Fire and Dark

I parked at the wrong entrance to the Enchanted Forest walk in Montpelier’s Hubbard Park, so we walked backwards down the path in the dark for a while before reaching the beginning and backtracking.

Rain has been scarce in Vermont all summer, but the path was lit with hundreds of white paper bag luminaries. Fires crackled in cauldrons. Women danced with fire. Paper lanterns glowed in trees. The effect was not frightening, but magical — my teens murmured that we had stepped into Lord of the Rings. I imagined we had entered Shakespeare’s world.
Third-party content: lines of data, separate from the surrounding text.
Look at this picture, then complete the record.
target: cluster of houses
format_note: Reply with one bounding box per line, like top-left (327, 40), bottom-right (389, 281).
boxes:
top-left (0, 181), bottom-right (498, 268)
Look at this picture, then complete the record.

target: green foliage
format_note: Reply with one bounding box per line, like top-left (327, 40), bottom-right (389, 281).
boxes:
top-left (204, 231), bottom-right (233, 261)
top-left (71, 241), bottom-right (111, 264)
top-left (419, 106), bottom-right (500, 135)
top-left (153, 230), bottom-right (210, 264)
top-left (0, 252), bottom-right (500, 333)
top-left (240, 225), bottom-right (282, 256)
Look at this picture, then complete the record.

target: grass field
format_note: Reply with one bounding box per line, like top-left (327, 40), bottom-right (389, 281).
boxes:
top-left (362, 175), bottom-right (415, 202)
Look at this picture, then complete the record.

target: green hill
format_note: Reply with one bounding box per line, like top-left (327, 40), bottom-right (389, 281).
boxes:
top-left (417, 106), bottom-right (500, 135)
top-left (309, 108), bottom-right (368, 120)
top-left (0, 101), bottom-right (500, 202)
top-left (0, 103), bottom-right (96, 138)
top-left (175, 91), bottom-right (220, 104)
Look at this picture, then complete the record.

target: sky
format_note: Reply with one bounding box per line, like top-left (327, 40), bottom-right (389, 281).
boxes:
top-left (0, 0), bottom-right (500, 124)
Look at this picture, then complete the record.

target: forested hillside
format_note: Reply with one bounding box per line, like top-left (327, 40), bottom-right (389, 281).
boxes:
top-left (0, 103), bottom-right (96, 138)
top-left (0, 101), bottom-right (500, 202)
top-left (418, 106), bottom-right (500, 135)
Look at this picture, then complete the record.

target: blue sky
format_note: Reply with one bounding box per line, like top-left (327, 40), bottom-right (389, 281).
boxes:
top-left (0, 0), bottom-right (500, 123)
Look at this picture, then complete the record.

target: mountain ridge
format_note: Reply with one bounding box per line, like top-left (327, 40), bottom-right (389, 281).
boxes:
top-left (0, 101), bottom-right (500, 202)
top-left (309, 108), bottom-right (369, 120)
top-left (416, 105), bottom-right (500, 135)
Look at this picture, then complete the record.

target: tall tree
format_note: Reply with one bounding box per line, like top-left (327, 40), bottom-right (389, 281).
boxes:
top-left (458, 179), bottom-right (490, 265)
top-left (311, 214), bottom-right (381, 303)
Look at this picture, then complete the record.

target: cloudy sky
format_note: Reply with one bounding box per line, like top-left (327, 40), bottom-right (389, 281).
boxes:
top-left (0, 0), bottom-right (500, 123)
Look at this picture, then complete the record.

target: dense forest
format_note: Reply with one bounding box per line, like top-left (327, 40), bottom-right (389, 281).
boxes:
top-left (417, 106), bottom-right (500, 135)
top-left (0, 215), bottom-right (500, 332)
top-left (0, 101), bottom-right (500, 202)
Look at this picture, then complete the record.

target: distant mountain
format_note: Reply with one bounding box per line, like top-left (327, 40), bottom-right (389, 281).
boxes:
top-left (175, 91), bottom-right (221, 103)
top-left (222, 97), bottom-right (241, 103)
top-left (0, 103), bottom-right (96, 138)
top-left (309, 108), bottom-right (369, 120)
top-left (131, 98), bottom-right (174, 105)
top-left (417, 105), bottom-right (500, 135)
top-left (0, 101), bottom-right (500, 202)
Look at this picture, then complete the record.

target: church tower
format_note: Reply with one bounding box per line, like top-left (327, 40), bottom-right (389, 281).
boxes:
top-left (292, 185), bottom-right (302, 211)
As we approached the final hill, a torch burned on the stone tower’s top. We spread out on the lawn — socially distanced, all of us bundled in coats and masks — and watched a simple light show with hand-cut slides featuring a snail traveling through the woods and fields and ocean.

We were in Montpelier — Vermont’s leftist capital — and I wondered if the climax would bend towards an urge to vote. Instead, the simple and not-so-simple ending was that the slow-moving snail carried a galaxy on its back. Carry hope with you. Don’t lose your path in the great, wide world.

Along that path lit only by fire — in jack-o-lanterns, torches, lanterns — we walked through the dark woods.

All the drive home, the girls laughed and talked. We are snails.

Survival often depends on a specific focus: A relationship, a belief, or a hope balanced on the edge of possibility.